Some workers in Wisconsin may have heard about a class action suit that employees of Tyson Foods are bringing against the meatpacking company. On Nov. 10, the U.S. Supreme Court heard arguments regarding Iowa workers from a pork-processing plant who are suing for unpaid overtime.
The case landed in the Supreme Court after two lower courts agreed on a $5.8 million judgment for the workers. However, Tyson was not just seeking to get that ruling overturned. The company was also trying to change the laws around class action suits to make suing more difficult for workers. However, Supreme Court judges who questioned Tyson’s attorney suggested that his argument was not convincing.

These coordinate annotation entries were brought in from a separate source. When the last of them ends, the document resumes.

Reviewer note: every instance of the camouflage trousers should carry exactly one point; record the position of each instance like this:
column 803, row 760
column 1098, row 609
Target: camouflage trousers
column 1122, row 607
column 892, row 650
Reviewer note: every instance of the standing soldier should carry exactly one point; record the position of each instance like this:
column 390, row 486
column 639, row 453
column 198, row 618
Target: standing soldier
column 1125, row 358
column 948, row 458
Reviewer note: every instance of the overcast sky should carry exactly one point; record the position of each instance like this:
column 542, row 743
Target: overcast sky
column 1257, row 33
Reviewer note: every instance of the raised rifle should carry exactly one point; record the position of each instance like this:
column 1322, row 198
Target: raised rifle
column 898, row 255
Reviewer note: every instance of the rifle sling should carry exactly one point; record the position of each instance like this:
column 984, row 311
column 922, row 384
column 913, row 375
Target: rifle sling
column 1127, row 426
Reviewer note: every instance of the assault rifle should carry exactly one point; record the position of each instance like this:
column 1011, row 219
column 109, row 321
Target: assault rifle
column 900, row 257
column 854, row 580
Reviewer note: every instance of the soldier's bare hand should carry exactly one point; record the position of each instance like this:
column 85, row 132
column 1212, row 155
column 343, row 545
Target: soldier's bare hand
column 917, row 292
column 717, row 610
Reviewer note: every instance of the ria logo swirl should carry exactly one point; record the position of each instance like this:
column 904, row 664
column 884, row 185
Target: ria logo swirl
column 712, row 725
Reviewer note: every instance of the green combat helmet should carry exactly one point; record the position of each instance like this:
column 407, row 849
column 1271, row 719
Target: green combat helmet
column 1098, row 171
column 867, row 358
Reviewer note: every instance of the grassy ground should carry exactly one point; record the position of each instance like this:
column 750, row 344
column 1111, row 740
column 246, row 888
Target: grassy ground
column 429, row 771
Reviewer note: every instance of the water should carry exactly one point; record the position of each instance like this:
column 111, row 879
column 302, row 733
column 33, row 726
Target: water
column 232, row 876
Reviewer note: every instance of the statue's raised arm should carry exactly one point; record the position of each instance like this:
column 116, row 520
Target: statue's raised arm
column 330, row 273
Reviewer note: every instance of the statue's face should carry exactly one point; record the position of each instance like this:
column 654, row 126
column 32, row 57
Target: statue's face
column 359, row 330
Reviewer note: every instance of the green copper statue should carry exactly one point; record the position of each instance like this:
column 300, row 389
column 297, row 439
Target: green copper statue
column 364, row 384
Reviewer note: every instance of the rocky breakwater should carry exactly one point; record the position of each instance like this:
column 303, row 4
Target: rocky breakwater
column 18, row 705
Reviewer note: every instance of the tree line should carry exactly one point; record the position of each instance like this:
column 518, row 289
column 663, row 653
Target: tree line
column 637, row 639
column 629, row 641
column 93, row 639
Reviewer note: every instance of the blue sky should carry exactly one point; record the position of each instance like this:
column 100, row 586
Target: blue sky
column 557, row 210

The unpaid overtime claim hinged on the time workers spent donning and removing protective equipment for their jobs. Because Tyson does not keep good records of how much time this takes and the times vary according to what kind of jobs the workers do, the court agreed to use a statistical average. Tyson objected to this method of calculating overtime, but there is a 1946 U.S. Supreme Court precedent that allows it.
An employee who feels they have been treated unfairly due to discrimination, denial of overtime or some other issue may first wish to attempt to resolve the situation through company channels. If this is not possible, the employee may wish to speak with an employment law attorney. People who are facing poor treatment in the workplace may wish to document as much of the behavior as possible. If they belong to a protected class and are facing discrimination due to factors such as gender, race, religion or disability, initiating a claim with the EEOC or applicable state agency may be advisable. However, even for those who are not part of a protected class, such as situations dealing with wage claims, there may be legal options available that the attorney can outline.